The popular version of applying deep learning is that you take an open-source or research model, train it on raw data and deploy the resulting model as a fully self-contained artefact. However, the reality is far more complex. For the training phase, users face an array of challenges including handling varied deep learning frameworks, hardware requirements and configurations, not to mention code quality, consistency and packaging. For the deployment phase, they face another set of challenges ranging from custom requirements for data pre- and post-processing, to inconsistencies across frameworks, to lack of standardization in serving APIs. The goal of the IBM Code Model Asset eXchange (MAX) is to remove these barriers to entry for developers to obtain, train and deploy open-source deep learning models for their enterprise applications. In building the exchange, we encountered all these challenges and more.

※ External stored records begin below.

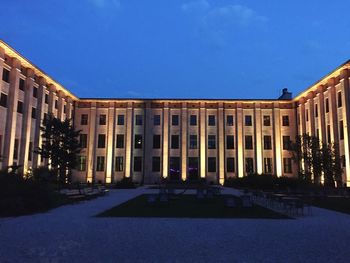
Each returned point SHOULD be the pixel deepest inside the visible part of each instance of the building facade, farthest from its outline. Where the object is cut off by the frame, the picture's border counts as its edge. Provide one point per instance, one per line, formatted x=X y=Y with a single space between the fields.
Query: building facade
x=147 y=139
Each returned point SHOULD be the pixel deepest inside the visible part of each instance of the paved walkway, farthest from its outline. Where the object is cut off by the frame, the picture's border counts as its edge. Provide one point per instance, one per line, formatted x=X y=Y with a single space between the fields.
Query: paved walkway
x=72 y=234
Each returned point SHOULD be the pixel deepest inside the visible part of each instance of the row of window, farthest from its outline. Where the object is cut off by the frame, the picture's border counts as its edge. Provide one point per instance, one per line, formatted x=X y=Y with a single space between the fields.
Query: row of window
x=192 y=164
x=193 y=141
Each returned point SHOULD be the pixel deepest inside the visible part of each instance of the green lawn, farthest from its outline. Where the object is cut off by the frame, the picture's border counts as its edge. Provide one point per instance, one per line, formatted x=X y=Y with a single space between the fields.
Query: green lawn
x=187 y=206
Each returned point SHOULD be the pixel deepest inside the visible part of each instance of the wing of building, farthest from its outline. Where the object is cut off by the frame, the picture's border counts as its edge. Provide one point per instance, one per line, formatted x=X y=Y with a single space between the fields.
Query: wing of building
x=147 y=139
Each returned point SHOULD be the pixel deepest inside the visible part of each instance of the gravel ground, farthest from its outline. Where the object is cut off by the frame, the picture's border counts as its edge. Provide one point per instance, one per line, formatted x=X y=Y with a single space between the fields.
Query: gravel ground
x=72 y=234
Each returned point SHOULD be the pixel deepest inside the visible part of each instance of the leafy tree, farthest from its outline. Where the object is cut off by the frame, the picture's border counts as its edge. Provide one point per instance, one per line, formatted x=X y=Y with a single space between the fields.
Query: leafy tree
x=60 y=146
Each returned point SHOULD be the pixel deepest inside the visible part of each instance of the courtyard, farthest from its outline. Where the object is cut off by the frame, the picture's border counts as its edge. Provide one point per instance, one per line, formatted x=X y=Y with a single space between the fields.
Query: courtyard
x=73 y=233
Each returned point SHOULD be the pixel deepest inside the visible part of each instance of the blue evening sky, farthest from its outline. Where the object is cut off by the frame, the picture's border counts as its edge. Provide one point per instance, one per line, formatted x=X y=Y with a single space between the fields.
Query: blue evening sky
x=180 y=48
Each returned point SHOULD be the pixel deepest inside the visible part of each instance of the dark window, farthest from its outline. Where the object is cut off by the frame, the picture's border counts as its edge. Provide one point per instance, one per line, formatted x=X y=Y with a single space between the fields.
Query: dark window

For the training phase, we aim to leverage the Fabric for Deep Learning (FfDL: https://github.com/IBM/FfDL), an open-source project providing framework-independent training of deep learning models on Kubernetes. For the deployment phase, MAX provides container-based, fully self-contained model artefacts, encompassing the end-to-end deep learning predictive pipeline and exposing a standardized REST API.
This talk explores the process of building MAX, the challenges and problems encountered, the solutions developed, the lessons learned along the way and the future and best practices for cross-framework, standardized deep learning model training and deployment.